El mundo del trabajo y la economía está plagado de estas fórmulas diseñadas para dar esquinazo a realidades duras: precarización, despidos, recortes, explotación. La lista es larga, pero me detengo en algunos ejemplos reveladores:
“Flexibilización laboral” suele encubrir la pérdida de derechos, la proliferación de contratos temporales, sueldos bajos o jornadas impredecibles.
“Mercado laboral dinámico” suena moderno, pero suele traducirse en alta rotación, inseguridad e imposibilidad de planificar una vida estable.
Cuando una empresa anuncia la implantación de una “cultura de la eficiencia”, prepárese: probablemente se avecina la imposición de hacer más con menos —más productividad con menos personal o recursos.
Estos términos no solo suavizan el discurso, sino que modifican nuestra percepción de la realidad.

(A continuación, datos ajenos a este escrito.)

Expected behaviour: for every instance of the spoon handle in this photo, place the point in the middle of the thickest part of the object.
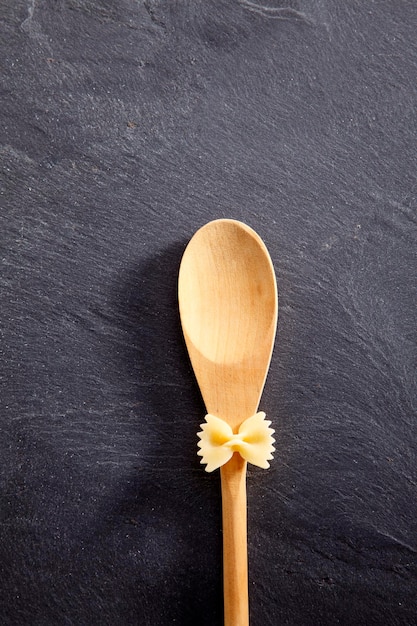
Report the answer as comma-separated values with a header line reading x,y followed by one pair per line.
x,y
235,551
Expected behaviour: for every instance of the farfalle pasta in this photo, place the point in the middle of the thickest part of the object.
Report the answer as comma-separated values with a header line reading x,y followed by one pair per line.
x,y
253,441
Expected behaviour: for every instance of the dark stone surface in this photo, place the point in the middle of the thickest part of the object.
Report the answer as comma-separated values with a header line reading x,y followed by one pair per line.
x,y
126,125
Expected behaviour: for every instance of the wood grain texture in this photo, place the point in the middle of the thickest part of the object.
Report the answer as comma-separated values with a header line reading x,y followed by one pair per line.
x,y
126,126
228,304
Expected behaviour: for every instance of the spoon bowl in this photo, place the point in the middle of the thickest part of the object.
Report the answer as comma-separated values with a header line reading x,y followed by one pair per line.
x,y
228,306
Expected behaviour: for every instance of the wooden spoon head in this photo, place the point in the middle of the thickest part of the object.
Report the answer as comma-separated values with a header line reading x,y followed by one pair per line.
x,y
228,306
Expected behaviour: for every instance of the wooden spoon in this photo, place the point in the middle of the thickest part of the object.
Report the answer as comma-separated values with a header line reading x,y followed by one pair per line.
x,y
228,306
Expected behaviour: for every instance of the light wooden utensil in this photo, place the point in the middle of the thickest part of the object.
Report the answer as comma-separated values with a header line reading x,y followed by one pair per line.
x,y
228,306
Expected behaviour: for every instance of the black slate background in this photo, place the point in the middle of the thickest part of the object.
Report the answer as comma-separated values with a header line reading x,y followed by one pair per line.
x,y
126,125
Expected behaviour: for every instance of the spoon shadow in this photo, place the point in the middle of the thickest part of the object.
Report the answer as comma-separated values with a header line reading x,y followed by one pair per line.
x,y
168,503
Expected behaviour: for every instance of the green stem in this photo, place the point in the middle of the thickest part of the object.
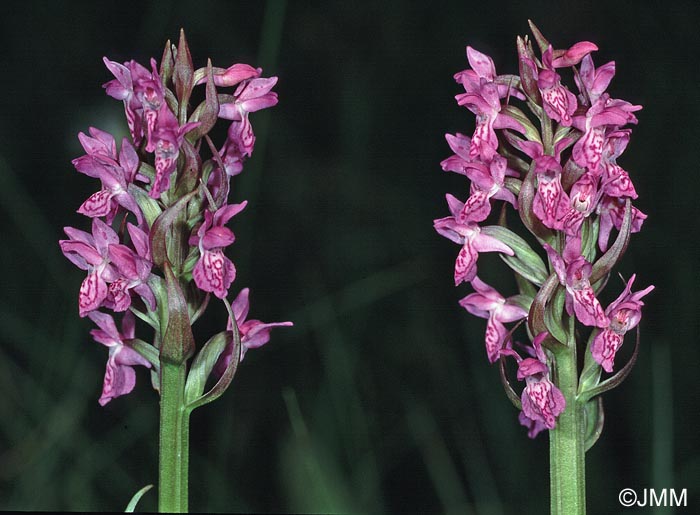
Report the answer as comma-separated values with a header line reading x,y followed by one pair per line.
x,y
174,439
566,441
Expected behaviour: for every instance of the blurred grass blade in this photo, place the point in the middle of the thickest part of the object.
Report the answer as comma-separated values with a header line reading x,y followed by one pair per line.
x,y
136,498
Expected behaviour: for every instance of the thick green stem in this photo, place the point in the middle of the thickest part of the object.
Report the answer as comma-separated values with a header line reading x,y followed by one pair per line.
x,y
174,439
566,442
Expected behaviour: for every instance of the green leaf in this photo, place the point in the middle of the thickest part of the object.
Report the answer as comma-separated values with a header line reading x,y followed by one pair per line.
x,y
527,215
183,73
178,340
541,40
594,417
526,261
161,226
146,350
554,315
613,381
589,238
149,206
136,498
225,380
615,252
531,133
536,318
510,393
207,113
528,81
188,176
204,363
166,63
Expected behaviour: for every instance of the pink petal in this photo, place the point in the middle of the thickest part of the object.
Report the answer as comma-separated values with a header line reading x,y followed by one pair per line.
x,y
214,273
98,204
604,348
465,266
588,309
93,292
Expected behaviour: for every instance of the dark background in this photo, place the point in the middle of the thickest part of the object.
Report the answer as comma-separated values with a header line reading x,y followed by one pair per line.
x,y
380,399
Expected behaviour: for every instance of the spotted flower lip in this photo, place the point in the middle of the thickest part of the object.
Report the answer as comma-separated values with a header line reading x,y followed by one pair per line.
x,y
542,402
120,377
214,272
487,303
573,271
623,314
253,333
90,252
562,178
159,217
467,233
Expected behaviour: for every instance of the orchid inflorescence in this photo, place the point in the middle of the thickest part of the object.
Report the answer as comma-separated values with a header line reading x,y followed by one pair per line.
x,y
156,249
557,168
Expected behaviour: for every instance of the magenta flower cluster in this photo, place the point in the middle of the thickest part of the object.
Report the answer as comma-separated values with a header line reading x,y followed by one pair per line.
x,y
551,154
158,238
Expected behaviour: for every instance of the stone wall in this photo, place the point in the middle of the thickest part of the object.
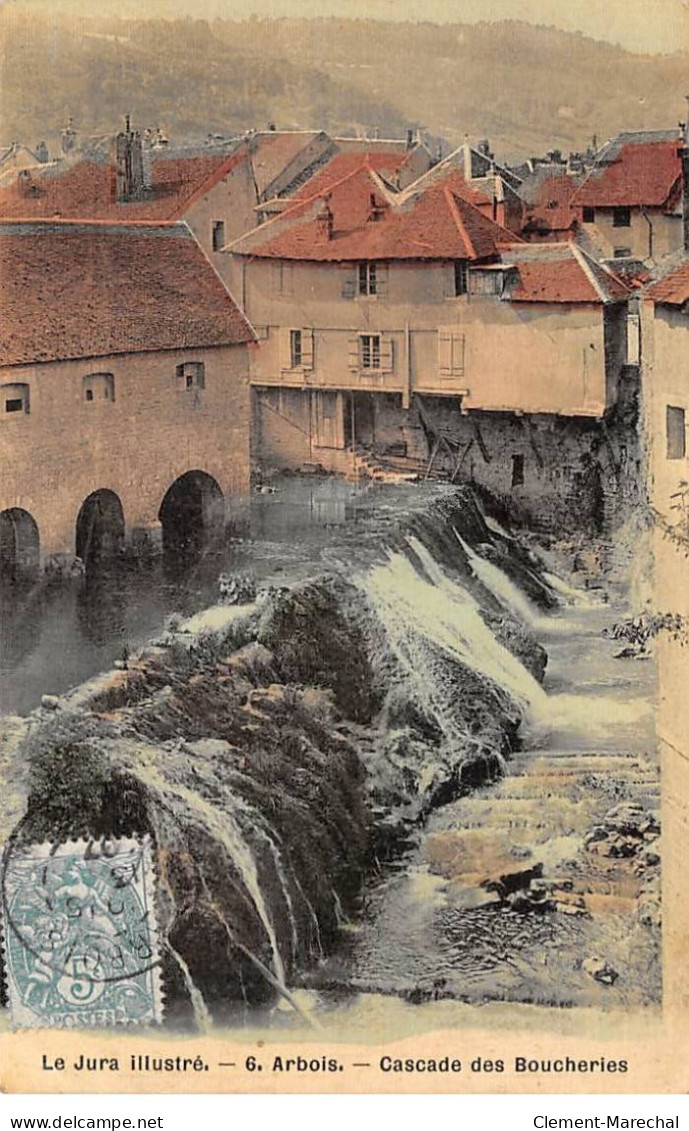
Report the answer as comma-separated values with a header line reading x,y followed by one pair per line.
x,y
136,445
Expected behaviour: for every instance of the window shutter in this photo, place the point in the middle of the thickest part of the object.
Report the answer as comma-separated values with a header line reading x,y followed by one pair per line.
x,y
307,350
445,353
386,355
284,348
448,281
457,354
381,281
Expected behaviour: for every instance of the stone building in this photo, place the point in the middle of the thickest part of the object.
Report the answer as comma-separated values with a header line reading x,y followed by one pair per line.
x,y
629,205
123,388
419,331
221,189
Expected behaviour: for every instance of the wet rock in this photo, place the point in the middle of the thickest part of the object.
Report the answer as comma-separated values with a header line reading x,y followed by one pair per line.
x,y
649,911
536,897
237,588
508,883
601,970
623,831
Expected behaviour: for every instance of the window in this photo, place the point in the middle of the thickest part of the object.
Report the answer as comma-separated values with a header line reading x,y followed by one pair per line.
x,y
450,353
218,234
15,398
191,374
675,430
461,277
283,277
97,387
368,281
370,351
485,281
517,471
295,348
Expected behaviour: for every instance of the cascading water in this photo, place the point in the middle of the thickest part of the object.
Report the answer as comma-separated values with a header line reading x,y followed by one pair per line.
x,y
500,585
427,605
268,857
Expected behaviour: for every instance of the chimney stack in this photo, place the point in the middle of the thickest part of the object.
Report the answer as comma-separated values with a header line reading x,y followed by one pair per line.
x,y
683,155
129,164
325,221
68,138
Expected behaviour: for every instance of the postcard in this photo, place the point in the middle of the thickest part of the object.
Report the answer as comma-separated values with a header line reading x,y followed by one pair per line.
x,y
344,546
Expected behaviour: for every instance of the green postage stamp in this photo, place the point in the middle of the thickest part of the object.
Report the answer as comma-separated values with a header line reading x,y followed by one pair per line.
x,y
79,930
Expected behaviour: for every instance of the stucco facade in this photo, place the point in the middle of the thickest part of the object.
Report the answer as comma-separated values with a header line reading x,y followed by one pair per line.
x,y
665,383
535,399
497,354
651,233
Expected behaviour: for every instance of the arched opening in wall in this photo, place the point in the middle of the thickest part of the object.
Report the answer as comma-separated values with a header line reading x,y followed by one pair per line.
x,y
190,512
100,528
19,545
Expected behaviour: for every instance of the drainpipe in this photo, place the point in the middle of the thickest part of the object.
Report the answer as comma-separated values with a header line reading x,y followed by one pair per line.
x,y
683,154
648,221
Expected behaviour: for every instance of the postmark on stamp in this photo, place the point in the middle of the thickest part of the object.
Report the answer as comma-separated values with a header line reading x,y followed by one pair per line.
x,y
79,931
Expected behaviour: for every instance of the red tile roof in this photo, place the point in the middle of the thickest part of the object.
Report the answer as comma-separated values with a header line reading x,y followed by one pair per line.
x,y
78,290
435,224
273,150
87,190
549,203
673,287
561,273
632,173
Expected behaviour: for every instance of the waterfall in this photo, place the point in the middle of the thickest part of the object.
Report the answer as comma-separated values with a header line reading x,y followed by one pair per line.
x,y
415,609
500,585
225,827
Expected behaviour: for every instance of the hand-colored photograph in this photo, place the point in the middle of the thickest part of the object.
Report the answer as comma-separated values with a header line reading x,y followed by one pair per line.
x,y
344,545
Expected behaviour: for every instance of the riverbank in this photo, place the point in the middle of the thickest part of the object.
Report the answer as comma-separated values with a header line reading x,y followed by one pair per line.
x,y
312,768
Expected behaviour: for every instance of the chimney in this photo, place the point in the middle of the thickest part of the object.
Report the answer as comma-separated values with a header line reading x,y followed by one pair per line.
x,y
466,155
25,183
683,155
129,164
324,221
68,138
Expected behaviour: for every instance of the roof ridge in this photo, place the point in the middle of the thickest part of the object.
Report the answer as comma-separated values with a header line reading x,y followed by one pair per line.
x,y
590,267
86,222
458,221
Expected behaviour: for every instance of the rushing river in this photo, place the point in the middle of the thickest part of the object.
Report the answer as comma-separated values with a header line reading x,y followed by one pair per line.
x,y
54,636
430,939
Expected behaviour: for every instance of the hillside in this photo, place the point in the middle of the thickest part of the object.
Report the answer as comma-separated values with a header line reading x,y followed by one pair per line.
x,y
526,88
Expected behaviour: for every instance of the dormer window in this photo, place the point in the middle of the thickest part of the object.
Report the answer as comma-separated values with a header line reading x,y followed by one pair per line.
x,y
191,374
368,278
218,234
15,399
377,208
461,277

Lo que podría resultar alarmante si se nombrara con claridad, a través de eufemismos se vuelve aceptable, técnico o incluso se presenta como mal menor o inevitable. Los eufemismos ponen anestesia en el cerebro para que nos duela algo menos la realidad. Esto no siempre es malo, pero si nos aturde o disfraza la verdad hasta confundirnos, su bondad desaparece.
Tal vez en la escuela deberían entregarnos un diccionario de eufemismos antes de echarnos al mundo. Nos sería útil para entenderlo, pero también para aprender a decir, sin decir, todo aquello que no queremos decir o no nos atrevemos a nombrar.
La primera vea que oí, de niño, que alguien había “pasado a mejor vida” pensé que le había tocado la lotería, pero resulta que se había muerto.